Nader receives 2.1% of Iowa's vote

The Green Party will now be an option on voter-registration cards.

By Jesse Elliott

The Daily Iowan

Ralph Nader may not have received his goal of 5 percent of the national vote in Tuesday's election, but with the help of activists across the state of Iowa, he did win a small victory for the state's Green Party.

By garnering 2.1 percent of Iowa's popular vote, Nader secured official party status for Greens. This means citizens will now have the option to identify themselves as members of the Democratic Party, Republican Party, Green Party or none on their voter-registration cards. The Green Party will also now be eligible to receive state funding paid for by citizens who check off the box on their state tax forms that indicates they wish to donate a part of their income to state-party campaign funding.

UI junior Peter Reed, a member of UI Students for Nader, said that in addition to the official benefits this status provides the Green Party, the recognition also works in more subtly supportive ways.


Reed

"This is the first step toward establishing a movement not considered a mere fringe phenomenon by the more mainstream public," Reed said.

Nader himself stated a similar view throughout his presidential campaign.

"Trying to challenge the entrenched two-party system -- this is what the campaign was about," he told supporters at the National Press Club in Washington, D.C., Tuesday evening.

The chairman of Students for Local Politics and UI sophomore Matt Blizek said he is excited about the 27,898 votes Nader raked in statewide to put the candidate over the 2 percent mark.

"It's a good thing for politics in Iowa -- to have a strong third party keeping the two major parties under close watch," Blizek said. "People need alternatives."

Of the total Iowa votes, 3,170 came from Johnson County -- this total was second only to that of Polk County.

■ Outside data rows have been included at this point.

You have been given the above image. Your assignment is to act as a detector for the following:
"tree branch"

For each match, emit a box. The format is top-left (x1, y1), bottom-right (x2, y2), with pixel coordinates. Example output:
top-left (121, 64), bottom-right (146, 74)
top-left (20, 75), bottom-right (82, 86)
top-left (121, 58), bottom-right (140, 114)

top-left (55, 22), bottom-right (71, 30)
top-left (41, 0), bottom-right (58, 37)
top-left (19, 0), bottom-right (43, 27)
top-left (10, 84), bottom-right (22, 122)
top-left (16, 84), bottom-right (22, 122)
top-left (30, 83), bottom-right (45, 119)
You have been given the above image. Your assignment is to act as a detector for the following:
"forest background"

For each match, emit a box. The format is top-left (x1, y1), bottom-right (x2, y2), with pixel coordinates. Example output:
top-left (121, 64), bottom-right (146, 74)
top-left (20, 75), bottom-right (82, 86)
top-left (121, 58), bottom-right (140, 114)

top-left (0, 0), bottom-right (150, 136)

These votes were 6 percent of the Johnson County total, which Reed said helped balance out parts of Iowa that may not have voted Green as heavily.

Reed said he was "extremely proud of (the) group," which he feels contributed to Johnson County's strong Nader vote.

"They sent Jesse Jackson at us, and still we could hang in there. That's headway," Reed said. "We've done so much with so little in terms of resources. It's an encouraging step."

The group's next step is the institution of a student group called the College Greens, for which Reed is now filling out the paperwork, he said.

"We'll be back," Nader vowed Tuesday.